The horror-comedy Renfield came along first in April 2023, ending its run with just $26 million. The period piece Last Voyage of the Demeter ended its own run with a mere $21 million.

But Universal is trying again with their ballerina vampire movie Abigail this weekend, the latest bloodbath directed by the filmmakers known as Radio Silence (Ready or Not, Scream).

Unlike Demeter and Renfield, the early reviews for Abigail are incredibly strong, with our own Meagan Navarro calling the film “savagely inventive in terms of its vampiric gore,” ultimately “offering a thrill ride with sharp, pointy teeth.” Read her full review here.
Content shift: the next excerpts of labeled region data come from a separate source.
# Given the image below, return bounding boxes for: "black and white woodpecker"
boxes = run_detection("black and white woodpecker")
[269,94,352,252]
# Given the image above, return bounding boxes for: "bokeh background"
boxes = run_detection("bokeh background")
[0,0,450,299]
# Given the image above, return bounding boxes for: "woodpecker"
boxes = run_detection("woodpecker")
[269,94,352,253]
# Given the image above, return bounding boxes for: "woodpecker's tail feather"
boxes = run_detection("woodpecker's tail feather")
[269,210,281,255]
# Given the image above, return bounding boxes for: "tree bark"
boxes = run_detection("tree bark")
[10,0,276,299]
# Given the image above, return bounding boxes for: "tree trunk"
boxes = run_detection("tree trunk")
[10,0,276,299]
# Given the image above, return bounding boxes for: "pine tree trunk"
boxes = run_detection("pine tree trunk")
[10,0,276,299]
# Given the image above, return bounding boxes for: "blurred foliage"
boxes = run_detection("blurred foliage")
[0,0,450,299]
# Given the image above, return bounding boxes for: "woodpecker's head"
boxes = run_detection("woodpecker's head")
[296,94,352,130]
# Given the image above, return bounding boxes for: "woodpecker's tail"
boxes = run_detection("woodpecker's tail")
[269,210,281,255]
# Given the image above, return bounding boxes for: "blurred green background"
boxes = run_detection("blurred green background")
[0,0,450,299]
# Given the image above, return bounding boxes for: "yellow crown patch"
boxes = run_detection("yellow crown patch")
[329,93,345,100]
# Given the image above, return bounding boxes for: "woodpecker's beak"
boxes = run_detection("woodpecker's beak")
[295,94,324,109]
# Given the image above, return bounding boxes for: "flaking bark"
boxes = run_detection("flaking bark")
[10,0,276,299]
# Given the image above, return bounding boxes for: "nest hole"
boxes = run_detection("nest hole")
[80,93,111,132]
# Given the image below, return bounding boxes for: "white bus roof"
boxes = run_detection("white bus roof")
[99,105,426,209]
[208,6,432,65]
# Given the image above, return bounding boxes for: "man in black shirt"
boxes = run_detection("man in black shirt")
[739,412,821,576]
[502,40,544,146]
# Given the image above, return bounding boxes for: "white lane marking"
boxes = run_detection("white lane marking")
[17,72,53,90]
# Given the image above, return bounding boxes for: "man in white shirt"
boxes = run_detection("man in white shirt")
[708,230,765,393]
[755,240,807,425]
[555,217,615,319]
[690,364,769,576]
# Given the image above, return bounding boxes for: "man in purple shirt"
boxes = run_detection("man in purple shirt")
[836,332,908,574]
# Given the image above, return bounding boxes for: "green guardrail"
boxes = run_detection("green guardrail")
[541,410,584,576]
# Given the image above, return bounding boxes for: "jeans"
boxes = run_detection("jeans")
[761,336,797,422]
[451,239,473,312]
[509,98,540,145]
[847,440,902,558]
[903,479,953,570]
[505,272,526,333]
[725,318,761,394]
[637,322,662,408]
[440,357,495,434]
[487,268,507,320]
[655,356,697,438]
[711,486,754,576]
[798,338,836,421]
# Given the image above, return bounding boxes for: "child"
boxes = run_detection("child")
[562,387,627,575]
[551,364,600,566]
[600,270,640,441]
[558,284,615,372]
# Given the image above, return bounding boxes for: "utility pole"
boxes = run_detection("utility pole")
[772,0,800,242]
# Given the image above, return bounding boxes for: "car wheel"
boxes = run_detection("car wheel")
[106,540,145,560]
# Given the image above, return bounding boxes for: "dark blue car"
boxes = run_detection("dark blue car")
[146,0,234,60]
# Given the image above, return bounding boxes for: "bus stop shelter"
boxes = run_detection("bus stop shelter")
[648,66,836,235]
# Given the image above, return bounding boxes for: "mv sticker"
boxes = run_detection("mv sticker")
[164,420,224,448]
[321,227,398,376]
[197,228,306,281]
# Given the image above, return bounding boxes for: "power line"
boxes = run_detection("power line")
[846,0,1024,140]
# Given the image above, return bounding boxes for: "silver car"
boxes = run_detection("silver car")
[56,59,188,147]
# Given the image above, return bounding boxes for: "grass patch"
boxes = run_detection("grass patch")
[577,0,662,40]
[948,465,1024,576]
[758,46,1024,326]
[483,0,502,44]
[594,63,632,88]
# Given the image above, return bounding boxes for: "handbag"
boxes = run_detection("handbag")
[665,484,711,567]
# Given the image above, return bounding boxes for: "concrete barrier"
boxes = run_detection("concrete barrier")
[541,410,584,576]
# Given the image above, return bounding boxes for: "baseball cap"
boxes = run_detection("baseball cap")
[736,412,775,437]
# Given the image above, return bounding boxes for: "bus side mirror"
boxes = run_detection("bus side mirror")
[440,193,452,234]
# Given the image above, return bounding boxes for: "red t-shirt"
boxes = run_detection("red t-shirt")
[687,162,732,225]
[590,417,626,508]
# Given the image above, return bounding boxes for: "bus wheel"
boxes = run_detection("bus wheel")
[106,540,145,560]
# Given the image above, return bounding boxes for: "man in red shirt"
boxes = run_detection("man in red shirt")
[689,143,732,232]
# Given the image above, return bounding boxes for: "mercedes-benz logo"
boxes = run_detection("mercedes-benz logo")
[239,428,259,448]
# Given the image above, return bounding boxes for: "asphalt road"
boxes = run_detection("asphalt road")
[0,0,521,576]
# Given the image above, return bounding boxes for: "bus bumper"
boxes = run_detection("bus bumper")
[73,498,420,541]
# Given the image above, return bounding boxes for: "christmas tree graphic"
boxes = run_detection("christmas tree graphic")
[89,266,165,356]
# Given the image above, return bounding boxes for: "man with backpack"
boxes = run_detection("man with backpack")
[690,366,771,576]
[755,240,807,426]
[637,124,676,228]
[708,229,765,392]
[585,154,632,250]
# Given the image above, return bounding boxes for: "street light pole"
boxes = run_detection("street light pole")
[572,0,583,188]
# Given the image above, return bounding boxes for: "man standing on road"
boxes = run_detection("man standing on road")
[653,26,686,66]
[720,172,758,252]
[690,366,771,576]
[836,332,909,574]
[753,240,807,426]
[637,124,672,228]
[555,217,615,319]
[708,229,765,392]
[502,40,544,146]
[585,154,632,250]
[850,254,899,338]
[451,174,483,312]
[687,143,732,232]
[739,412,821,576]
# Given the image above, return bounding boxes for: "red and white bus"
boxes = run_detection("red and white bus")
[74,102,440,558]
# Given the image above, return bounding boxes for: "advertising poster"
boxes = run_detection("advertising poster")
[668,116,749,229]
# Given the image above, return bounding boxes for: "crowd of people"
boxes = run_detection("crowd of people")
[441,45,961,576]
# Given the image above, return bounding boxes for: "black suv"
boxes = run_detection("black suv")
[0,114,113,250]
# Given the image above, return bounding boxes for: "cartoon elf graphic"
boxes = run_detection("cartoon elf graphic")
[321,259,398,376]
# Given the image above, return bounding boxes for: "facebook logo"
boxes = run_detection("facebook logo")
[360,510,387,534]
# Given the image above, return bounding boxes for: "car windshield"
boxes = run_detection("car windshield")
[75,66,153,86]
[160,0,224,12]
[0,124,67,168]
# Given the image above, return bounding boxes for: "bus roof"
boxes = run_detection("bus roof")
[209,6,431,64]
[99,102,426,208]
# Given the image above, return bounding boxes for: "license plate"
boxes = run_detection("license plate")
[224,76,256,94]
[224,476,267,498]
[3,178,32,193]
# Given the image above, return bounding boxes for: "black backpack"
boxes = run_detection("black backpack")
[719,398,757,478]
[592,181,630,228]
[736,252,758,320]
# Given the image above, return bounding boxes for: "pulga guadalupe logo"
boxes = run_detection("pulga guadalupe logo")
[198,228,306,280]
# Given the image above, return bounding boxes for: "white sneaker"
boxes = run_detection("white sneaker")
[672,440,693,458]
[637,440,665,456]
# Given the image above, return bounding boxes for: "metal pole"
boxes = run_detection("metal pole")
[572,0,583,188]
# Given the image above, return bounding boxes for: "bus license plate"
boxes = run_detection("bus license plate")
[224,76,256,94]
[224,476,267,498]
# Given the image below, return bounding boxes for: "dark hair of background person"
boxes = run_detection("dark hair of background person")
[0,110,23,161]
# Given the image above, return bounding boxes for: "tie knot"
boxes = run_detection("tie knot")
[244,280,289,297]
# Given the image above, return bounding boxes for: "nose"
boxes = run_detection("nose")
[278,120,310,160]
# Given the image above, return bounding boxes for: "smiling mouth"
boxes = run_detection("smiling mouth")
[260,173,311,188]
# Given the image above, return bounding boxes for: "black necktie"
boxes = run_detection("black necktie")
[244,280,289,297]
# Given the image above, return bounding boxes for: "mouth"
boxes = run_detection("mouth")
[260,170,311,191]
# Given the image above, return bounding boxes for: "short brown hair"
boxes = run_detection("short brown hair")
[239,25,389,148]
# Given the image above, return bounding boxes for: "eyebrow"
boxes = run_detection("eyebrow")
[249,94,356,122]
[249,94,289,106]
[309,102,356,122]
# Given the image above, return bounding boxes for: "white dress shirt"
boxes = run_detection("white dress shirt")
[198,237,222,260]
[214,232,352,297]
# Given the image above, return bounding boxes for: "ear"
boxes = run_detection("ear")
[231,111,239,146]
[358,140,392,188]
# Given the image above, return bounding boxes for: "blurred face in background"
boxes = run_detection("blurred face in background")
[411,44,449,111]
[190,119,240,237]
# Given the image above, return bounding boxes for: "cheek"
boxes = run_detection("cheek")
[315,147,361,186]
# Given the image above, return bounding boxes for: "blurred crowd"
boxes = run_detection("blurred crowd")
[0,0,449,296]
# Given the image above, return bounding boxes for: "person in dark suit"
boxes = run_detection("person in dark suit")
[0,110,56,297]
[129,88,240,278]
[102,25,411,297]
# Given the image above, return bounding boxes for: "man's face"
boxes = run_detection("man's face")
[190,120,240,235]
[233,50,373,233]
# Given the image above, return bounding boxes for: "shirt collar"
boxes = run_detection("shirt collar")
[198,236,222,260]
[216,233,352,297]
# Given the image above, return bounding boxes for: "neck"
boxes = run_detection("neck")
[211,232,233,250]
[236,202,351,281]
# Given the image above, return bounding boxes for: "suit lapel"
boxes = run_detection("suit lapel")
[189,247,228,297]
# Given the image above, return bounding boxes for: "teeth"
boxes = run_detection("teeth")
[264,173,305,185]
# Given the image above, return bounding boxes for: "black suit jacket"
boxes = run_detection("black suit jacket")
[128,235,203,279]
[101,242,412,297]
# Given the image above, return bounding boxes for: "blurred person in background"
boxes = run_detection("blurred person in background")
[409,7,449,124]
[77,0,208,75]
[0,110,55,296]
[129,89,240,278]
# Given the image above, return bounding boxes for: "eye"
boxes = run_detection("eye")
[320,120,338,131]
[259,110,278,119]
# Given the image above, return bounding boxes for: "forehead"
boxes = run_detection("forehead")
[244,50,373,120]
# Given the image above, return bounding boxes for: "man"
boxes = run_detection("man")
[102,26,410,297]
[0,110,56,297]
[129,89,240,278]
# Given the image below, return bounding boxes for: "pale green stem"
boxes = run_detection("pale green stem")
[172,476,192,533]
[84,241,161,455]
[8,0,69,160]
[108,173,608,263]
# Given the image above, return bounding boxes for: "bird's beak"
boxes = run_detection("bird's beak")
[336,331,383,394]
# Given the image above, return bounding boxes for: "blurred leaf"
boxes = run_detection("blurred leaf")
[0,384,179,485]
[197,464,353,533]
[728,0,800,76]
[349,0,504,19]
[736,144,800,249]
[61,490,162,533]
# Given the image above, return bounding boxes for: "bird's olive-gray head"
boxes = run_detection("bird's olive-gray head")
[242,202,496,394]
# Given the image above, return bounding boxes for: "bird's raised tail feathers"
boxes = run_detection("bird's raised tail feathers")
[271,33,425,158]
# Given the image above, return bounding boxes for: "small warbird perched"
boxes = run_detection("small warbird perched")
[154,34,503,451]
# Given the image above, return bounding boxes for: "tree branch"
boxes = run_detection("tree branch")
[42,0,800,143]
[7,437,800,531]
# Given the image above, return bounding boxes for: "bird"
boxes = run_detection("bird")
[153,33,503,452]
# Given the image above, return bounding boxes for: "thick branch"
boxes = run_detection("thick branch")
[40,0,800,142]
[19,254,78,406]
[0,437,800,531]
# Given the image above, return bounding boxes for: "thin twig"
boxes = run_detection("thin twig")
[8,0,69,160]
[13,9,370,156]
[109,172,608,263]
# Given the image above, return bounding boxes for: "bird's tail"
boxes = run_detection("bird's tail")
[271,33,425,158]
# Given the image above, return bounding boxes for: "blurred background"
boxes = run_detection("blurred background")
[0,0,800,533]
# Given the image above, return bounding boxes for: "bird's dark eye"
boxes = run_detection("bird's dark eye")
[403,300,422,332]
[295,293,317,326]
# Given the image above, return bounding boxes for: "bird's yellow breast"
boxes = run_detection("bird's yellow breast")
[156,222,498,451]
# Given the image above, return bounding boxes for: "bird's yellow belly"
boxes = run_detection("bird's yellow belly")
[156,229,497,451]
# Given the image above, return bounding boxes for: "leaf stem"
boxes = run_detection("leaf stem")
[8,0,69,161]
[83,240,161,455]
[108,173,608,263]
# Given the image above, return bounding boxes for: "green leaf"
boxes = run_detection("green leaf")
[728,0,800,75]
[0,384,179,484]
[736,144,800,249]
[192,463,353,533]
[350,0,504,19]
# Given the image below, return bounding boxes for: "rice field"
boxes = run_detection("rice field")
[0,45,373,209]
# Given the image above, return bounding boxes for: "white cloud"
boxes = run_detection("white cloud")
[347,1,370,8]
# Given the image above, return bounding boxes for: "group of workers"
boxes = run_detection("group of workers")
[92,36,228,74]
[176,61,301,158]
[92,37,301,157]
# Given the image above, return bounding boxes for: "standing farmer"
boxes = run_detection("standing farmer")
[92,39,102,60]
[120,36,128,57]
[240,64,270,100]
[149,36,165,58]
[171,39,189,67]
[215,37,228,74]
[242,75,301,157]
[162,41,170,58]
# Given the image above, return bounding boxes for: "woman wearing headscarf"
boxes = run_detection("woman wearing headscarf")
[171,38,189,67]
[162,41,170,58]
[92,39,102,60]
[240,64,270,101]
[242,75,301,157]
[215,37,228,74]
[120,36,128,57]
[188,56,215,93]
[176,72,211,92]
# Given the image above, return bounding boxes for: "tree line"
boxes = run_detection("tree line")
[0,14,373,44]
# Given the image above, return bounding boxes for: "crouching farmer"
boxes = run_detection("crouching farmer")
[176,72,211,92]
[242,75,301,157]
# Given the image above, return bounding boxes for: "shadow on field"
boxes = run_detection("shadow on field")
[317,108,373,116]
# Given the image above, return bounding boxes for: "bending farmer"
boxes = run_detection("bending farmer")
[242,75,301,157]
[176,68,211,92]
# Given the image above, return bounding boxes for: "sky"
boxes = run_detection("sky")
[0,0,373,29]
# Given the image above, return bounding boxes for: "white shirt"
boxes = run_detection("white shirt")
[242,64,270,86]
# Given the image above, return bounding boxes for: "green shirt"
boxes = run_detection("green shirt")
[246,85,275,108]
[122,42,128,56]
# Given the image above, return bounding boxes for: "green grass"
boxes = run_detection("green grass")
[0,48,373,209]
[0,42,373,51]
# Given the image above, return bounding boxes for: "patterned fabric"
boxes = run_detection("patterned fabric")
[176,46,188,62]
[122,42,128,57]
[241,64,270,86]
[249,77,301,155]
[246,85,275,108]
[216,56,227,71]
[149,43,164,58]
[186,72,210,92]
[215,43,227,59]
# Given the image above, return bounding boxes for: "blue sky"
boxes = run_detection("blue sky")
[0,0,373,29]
That early buzz – coupled with some excellent trailers – should drive Abigail to moderate box office success, the film already scaring up $1 million in Thursday previews last night. Variety notes that Abigail is currently on track to enjoy a $12 million – $15 million opening weekend, which would smash Renfield ($8 million) and Demeter’s ($6 million) opening weekends.

Working to Abigail‘s advantage is the film’s reported $28 million production budget, making it a more affordable box office bet for Universal than the two aforementioned movies.

Stay tuned for more box office reporting in the coming days.

In Abigail, “After a group of would-be criminals kidnap the 12-year-old ballerina daughter of a powerful underworld figure, all they have to do to collect a $50 million ransom is watch the girl overnight. In an isolated mansion, the captors start to dwindle, one by one, and they discover, to their mounting horror, that they’re locked inside with no normal little girl.”